I took Unexpected Indent's solution and added the missing pieces:
from fractions import gcd
import sys

def partition(n, buckets, min=1):
    if n < min:
        return
    if buckets == 1:
        yield [n]
    elif n >= buckets:
        for i in range(min, n):
            for rest in partition(n - i, buckets - 1, i):
                yield [i] + rest

def all_coprime(values):
    for i in range(len(values)):
        for j in range(i+1, len(values)):
            if gcd(values[i], values[j]) > 1:
                return False
    return True
                
def solutions(n, buckets):
    return filter(all_coprime, partition(n, buckets))

def main():
    n = int(sys.argv[1])
    buckets = int(sys.argv[2])
    for sol in solutions(n, buckets):
        print sol

main()
I added a bit to the partition() function to only generate the increasing-order partitions (and it already generated the partitions themselves in the correct order). The coprime check is just brute-force, though, and there is certainly a faster way to do that, if needed. Only adding elements to a growing partition that are coprime with the values already included would probably be much more efficient. There are probably smarter ways to generate the partitions (avoiding lots of "dead ends") as well.
posted by whatnotever at 7:50 AM on November 21, 2012 [1 favorite]

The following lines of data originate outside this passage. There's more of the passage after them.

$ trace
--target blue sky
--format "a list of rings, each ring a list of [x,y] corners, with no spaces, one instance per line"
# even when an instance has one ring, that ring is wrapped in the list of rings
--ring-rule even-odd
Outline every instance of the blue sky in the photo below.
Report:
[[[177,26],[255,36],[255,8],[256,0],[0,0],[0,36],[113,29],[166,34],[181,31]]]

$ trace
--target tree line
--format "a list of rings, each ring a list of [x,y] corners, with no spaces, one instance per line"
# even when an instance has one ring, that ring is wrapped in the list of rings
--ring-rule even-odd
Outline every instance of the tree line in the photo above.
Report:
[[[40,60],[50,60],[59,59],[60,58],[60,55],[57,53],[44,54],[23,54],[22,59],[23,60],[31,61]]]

... and after some improvements (purely for efficiency):
from fractions import gcd
import sys

coprimes = []

def partition(n, buckets, allowed):
    global coprimes

    if buckets == 1:  # Have to include n at this point
        if n in allowed:
            yield [n]
        return

    for i in allowed:
        # Prune remaining search if no solution is possible
        if i*buckets > n:
            return
        # Remove values that can't be used any more if we include i
        newallowed = [ x for x in allowed if ((i <= x <= n-i) and coprimes[i][x]) ]
        for rest in partition(n - i, buckets - 1, newallowed):
            yield [i] + rest

def main():
    n = int(sys.argv[1])
    buckets = int(sys.argv[2])

    # Precalculate GCDs
    global coprimes
    for i in range(n+1):
        coprimes.append([False]*(n+1))
        for j in range(i,n+1):
            coprimes[i][j] = (gcd(i,j) == 1)
            
    for sol in partition(n, buckets, allowed=range(1,n+1)):
        print sol

main()
This does what I described above, maintaining a list of values that are still coprime with all earlier values in order to avoid a lot of dead ends. It also removes values that cannot be used due to being less than a value chosen already (i) or more than the amount that remains (n-i). On top of that, it prunes further by stopping whenever no solution can exist because the remaining choices would have to sum to more than n. With any sort of branching, recursive algorithm, pruning is really important. Any time you can prove that a given branch will produce no solutions, you can prune it and save time.

This version also precalculates GCDs to avoid computing the same results over and over. That part could be optimized as well, though it's fast enough for n < 2000 or so.

Overall, one of the best ways to improve an algorithm's efficiency is to avoid redundant or unnecessary work. The improvements in this version do exactly that, and they reduce the runtime immensely for harder instances.